Nate Silver/FiveThirtyeight answers 10 questions about the election:
9. What would keep me up late at night if I were Clinton?
My first question would be whether the race has settled into a 4-point Clinton lead, as the polls have it now, or is continuing to trend toward Trump. If I’m still ahead by 4 points or more at the time of the first debate on Sept. 26, I’ll feel reasonably good about my position: A Trump comeback would be toward the outer edges of how much trailing candidates have historically been able to move the polls with the debates. If the race gets much closer, though, my list of concerns gets a lot longer. It would include geopolitical events that could work in Trump’s favor, third-party candidates who seem to be taking more votes from me than from Trump, and the tendency for incumbent candidates (since Clinton is a quasi-incumbent) to lose ground in the polls after the first debate.

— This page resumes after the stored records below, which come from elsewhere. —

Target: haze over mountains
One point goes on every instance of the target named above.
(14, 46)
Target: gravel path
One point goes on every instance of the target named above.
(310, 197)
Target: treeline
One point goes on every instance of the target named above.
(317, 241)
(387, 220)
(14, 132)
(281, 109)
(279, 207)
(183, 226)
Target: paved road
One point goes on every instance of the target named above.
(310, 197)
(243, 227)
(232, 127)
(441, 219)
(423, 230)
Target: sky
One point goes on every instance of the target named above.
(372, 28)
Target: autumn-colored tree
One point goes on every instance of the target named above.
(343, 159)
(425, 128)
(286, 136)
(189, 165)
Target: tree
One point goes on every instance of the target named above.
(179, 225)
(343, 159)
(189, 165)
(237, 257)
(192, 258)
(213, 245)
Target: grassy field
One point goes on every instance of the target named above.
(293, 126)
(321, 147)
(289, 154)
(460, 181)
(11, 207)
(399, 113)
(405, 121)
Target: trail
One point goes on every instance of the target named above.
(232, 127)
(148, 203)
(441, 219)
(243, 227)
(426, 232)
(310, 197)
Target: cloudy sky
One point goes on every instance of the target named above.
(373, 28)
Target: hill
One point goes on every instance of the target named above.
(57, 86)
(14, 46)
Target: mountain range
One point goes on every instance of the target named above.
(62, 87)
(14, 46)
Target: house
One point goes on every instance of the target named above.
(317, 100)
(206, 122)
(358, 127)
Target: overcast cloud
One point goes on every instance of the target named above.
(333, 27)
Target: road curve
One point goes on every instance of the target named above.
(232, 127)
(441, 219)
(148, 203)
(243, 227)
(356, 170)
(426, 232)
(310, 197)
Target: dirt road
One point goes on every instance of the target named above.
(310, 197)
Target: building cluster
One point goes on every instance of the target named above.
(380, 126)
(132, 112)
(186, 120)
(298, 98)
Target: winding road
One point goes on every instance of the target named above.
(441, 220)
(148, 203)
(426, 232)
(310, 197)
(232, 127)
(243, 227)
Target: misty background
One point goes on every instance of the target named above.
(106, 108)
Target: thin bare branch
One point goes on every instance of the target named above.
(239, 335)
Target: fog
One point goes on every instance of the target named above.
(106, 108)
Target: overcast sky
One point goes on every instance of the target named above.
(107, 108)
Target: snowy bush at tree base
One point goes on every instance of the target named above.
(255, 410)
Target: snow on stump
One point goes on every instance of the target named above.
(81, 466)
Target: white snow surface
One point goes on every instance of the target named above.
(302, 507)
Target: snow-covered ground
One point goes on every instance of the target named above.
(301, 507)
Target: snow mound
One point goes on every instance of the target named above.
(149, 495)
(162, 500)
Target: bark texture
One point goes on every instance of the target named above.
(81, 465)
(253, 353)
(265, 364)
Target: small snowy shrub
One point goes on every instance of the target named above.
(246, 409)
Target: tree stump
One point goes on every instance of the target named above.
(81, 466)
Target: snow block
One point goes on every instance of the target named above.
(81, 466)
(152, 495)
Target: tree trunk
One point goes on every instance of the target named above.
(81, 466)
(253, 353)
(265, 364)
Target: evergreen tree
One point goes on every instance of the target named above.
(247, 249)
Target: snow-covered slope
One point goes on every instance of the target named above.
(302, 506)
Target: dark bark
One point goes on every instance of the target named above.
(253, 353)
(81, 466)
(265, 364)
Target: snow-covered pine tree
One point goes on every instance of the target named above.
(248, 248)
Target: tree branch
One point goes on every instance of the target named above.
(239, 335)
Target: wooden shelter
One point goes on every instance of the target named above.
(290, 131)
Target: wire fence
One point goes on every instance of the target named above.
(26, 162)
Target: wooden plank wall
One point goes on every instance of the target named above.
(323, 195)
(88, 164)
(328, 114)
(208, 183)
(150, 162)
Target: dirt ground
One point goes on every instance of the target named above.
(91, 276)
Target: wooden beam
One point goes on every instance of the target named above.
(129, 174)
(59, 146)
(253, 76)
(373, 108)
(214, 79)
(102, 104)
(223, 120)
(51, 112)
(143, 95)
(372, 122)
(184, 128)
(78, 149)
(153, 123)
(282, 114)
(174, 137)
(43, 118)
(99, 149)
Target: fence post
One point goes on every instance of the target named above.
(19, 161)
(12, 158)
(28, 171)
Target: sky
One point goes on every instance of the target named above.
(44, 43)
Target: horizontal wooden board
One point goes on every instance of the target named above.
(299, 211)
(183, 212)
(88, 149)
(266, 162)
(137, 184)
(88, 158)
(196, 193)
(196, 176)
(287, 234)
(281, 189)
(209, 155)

10. What would keep me up late at night if I were Trump?
As the polls have ebbed and flowed, I’ve been 8 or 10 points behind Clinton at my worst moments, but only tied with her at my best moments. I’ve also never gotten much above 40 percent in national polls, at least not on a consistent basis, and I’ve alienated a lot of voters who would allow me to climb higher than that. In other words, maybe that dreaded Trump ceiling is there after all, in which case I’ll have to get awfully lucky to win the election, probably needing both a favorable flow of news in the weeks leading up to Nov. 8 and a large third-party vote that works against Clinton.
Natalie Jackson/HuffPost:
The polling averages are your best friend for the next 9 weeks. HuffPost Pollster combines publicly-available polls that meet our criteria (which are mostly based on disclosing methodological information) into a single estimate of the polling trends. We do this for every major election contest in which there are five or more polls that meet our criteria. That includes the presidential race in each state where polling is available, Senate races, gubernatorial races and even an overall look at House of Representatives vote shares. Our charts show you in one glance where the race stands, where it’s been over the time that it’s been polled and how much variation there is in the polling. In the main chart for the presidential race, you can easily see when Donald Trump has come up in the polls and the race currently tightening, but also that Hillary Clinton has never trailed in the averages.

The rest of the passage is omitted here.